Is this Removal Tool the same as "uninstall norton internet security" which I can reach from my start menu > programmes?


----------



## valis (Sep 24, 2004)

Nope. It's a separate tool designed to completely remove norton. And even then it doesn't always work. Norton is known for it's far reaching capabilities.


----------



## Phantom010 (Mar 9, 2009)

If it doesn't work the first time, it's common practice to run it a second time.

However, if I were you, I would seriously consider a better, even free alternative. Norton is always a pain to remove and can cause a lot of grief when not properly uninstalled, especially with your Internet connection.


----------



## valis (Sep 24, 2004)

Indeed.
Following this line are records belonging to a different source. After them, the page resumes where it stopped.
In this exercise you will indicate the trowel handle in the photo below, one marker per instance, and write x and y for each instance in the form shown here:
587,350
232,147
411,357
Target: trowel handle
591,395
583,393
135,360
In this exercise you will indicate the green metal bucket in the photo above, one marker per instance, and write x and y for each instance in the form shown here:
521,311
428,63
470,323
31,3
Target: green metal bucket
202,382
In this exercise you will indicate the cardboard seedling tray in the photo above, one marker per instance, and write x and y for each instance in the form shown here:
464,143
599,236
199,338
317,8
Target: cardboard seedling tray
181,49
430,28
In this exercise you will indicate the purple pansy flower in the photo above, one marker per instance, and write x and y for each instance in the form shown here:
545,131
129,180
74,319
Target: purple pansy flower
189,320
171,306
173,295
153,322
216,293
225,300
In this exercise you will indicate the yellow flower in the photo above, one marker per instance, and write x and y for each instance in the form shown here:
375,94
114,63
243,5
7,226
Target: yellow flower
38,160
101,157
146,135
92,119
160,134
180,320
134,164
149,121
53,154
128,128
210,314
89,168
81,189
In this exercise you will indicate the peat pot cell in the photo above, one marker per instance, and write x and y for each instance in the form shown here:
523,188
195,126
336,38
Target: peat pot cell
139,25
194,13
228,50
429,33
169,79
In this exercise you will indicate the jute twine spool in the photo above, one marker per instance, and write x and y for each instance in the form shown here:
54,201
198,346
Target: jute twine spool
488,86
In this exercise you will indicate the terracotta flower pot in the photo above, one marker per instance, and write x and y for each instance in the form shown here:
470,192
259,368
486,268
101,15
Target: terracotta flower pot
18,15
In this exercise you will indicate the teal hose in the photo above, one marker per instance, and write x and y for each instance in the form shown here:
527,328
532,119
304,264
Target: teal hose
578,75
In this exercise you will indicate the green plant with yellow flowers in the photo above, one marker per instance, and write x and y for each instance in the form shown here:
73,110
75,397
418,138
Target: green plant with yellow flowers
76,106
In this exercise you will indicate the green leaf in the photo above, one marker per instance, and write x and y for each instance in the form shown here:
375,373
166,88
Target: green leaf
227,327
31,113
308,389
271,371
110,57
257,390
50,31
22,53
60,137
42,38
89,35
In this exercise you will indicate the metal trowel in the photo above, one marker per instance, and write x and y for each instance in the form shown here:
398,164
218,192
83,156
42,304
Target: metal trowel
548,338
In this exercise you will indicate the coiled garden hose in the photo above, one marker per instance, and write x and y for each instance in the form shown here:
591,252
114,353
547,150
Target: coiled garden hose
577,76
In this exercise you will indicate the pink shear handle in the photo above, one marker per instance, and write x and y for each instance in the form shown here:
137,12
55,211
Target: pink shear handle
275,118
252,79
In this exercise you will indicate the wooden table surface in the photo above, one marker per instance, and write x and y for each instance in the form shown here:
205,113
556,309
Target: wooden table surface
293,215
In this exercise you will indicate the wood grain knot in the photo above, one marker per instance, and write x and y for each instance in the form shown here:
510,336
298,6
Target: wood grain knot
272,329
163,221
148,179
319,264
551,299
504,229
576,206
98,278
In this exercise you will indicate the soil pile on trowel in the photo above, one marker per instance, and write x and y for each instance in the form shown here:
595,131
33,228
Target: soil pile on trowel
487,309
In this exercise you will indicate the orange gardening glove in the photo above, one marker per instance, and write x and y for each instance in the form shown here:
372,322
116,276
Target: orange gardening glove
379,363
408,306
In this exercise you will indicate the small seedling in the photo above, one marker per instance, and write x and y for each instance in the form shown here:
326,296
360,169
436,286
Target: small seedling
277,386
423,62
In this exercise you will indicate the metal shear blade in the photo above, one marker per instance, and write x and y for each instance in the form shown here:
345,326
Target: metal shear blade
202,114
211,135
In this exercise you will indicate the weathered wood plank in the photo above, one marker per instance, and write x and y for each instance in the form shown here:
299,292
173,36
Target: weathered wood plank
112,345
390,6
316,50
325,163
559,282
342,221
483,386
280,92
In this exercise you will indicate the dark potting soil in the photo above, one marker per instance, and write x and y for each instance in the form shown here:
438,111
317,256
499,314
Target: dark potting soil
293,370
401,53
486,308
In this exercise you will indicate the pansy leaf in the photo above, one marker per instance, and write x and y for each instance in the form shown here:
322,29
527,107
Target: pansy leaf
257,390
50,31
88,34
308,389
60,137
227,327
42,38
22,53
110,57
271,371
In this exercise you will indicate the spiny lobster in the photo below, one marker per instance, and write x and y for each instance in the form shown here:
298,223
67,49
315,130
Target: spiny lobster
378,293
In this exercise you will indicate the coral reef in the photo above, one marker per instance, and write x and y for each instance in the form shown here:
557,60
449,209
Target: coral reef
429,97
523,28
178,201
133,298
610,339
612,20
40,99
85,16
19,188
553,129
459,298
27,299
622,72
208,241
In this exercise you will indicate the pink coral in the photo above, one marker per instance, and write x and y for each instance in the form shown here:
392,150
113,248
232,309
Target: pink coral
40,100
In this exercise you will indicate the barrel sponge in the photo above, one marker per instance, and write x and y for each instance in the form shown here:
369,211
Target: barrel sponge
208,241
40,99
I use AVG free on my XP box, MSE on my W7 box, and haven't used a pay-per AV for about 6 years now.


----------



## flavallee (May 12, 2002)

Download and save the Norton Removal Tool, as advised.

Close all open windows, including browser windows.
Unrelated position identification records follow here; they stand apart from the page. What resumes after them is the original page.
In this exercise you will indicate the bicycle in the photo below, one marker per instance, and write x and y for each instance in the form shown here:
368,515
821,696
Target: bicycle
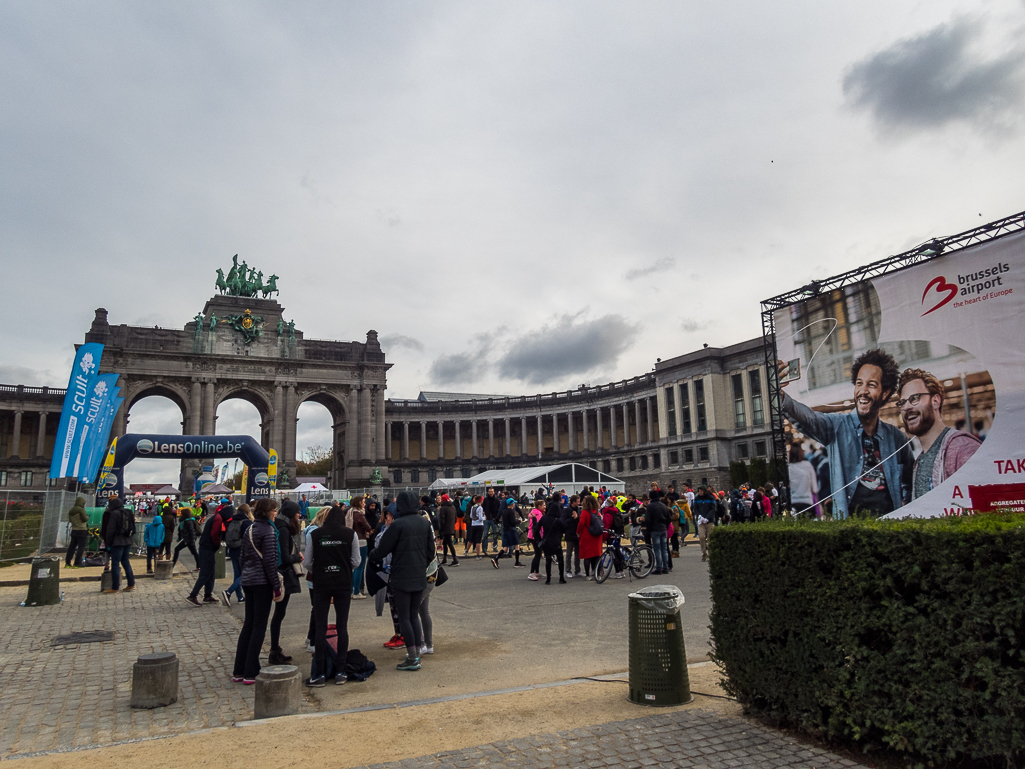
640,560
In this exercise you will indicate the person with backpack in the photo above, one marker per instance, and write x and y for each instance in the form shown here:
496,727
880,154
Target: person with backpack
550,529
79,520
410,541
209,543
153,535
534,535
590,530
234,531
332,554
261,584
188,533
118,535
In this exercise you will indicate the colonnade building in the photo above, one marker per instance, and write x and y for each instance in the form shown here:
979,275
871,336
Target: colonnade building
683,422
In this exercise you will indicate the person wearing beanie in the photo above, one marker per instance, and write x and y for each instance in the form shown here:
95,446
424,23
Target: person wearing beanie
410,541
510,536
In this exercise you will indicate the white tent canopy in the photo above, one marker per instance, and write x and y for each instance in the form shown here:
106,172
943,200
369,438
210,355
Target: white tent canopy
570,476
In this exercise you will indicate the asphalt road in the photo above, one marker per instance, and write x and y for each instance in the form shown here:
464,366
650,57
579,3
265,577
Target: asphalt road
496,630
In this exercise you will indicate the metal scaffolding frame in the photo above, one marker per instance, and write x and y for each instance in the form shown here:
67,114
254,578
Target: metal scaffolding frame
917,255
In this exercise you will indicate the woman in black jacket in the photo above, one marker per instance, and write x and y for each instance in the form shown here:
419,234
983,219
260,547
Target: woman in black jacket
261,583
332,555
410,541
288,527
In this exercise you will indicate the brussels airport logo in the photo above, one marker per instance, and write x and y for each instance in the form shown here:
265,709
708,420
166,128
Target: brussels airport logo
973,286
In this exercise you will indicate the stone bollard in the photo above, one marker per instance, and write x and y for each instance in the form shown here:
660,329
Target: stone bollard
278,689
155,680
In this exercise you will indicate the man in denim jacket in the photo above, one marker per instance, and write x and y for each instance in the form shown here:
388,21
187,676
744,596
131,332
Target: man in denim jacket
870,460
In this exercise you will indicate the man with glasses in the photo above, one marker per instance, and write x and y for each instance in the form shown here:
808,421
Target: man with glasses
944,449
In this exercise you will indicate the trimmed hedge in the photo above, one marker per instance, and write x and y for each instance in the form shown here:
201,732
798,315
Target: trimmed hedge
907,634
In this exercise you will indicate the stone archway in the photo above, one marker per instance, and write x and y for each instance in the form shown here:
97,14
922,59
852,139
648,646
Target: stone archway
243,347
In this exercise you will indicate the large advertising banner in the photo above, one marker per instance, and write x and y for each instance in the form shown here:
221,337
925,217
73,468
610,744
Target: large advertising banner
906,392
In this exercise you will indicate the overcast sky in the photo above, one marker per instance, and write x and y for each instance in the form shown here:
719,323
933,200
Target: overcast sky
519,197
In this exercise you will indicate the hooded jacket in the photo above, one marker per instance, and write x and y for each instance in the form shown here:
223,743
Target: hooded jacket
77,515
410,541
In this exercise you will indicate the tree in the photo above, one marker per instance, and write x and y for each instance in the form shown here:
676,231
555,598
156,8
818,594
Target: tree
315,461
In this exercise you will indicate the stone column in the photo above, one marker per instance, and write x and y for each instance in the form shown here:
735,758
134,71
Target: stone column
378,410
290,425
15,442
196,408
41,439
209,410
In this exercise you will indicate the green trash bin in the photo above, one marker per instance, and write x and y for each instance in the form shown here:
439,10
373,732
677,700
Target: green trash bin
44,582
658,656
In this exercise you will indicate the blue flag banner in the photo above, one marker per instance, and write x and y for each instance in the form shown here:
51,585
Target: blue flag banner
98,419
80,385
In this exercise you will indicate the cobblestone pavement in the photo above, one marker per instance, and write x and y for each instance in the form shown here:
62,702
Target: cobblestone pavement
55,697
698,739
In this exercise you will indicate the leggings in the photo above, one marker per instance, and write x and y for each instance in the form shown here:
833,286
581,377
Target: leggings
407,607
535,562
322,604
181,545
258,600
425,621
279,615
554,553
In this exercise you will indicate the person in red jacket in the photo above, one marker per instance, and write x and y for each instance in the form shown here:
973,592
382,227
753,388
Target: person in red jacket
590,547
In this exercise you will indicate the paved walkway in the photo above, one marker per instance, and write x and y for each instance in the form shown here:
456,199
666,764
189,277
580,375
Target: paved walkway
64,696
698,739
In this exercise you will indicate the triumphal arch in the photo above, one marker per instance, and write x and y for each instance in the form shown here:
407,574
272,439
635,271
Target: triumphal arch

Double-click the saved tool to run it.

Allow it to remove everything that's associated with *Symantec* and *Norton* and *LiveUpdate*.
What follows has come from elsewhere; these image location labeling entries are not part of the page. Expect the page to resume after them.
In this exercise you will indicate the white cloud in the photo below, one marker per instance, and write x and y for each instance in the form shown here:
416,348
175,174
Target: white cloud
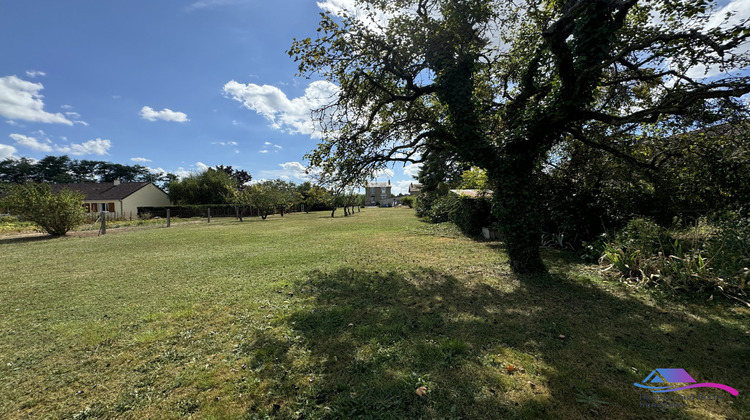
35,73
32,143
7,152
289,115
740,10
166,114
383,173
225,143
289,170
21,100
269,147
91,147
412,170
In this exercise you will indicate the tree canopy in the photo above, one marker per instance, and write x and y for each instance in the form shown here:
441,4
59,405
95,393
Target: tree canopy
499,85
55,213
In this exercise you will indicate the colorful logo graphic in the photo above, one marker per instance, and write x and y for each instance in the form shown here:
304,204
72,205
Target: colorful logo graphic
672,377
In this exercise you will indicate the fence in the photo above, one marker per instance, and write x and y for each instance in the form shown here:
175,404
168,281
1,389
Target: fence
218,210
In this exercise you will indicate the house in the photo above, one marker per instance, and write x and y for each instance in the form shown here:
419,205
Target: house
378,193
121,199
473,193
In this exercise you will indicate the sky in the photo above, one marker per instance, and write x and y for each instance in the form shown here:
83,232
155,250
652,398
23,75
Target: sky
173,85
176,86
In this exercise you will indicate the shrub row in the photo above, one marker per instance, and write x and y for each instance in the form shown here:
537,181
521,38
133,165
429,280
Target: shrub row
710,256
469,214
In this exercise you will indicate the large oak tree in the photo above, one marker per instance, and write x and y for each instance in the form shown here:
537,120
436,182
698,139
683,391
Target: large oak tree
498,84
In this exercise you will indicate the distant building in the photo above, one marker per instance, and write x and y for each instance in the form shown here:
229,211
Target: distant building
121,199
378,193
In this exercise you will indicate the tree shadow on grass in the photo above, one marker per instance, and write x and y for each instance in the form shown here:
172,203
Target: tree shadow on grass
10,240
362,343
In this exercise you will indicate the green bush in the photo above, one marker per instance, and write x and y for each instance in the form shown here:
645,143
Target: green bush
56,214
472,214
408,201
443,209
705,257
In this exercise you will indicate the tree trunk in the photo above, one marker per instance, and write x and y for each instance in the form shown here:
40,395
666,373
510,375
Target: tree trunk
516,206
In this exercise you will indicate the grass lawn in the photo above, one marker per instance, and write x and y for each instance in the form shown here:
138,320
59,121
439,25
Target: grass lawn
311,317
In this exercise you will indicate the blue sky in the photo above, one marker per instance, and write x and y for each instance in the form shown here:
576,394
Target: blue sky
175,85
172,85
If all goes well, you'll be advised that the removal was successful.

Restart your computer.

Run the tool a second time.

Restart your computer again.

-------------------------------------------------------------


----------



## markfox (Jan 23, 2007)

Thanks, all. 
I suppose there's a kind of weird logic that a provider of security software makes it so hard to remove its own product. However, a separate removal tool really shouldn't be necessary, even though it apparently is.
In fact I am already committed to installing the new Norton 2011 Internet Security, so I will follow Flavallee's plan for removal, before running my new installation disk.
After the coming year I will be very tempted to use AVG free, Valis, since I have heard other good reports about it.
Thanks again everyone.
Mark


----------



## flavallee (May 12, 2002)

Mark:

Just for your information, there are special removal tools for *Symantec Norton* and *McAfee* because of all the "debris" a normal uninstall leaves behind.

The removal tool is also handy when they resist being uninstalled the normal way.

----------------------------------------------------------------

Personally, I wouldn't renew my subscription to *Norton Internet Security 2011*, but that's your choice.

---------------------------------------------------------------


----------



## markfox (Jan 23, 2007)

Thanks very much, Flavallee.

We learn all the time!

I'll only come back if I have a problem with the removal / new disk installation. Otherwise thanks to all, and we can consider the matter closed.

Mark


----------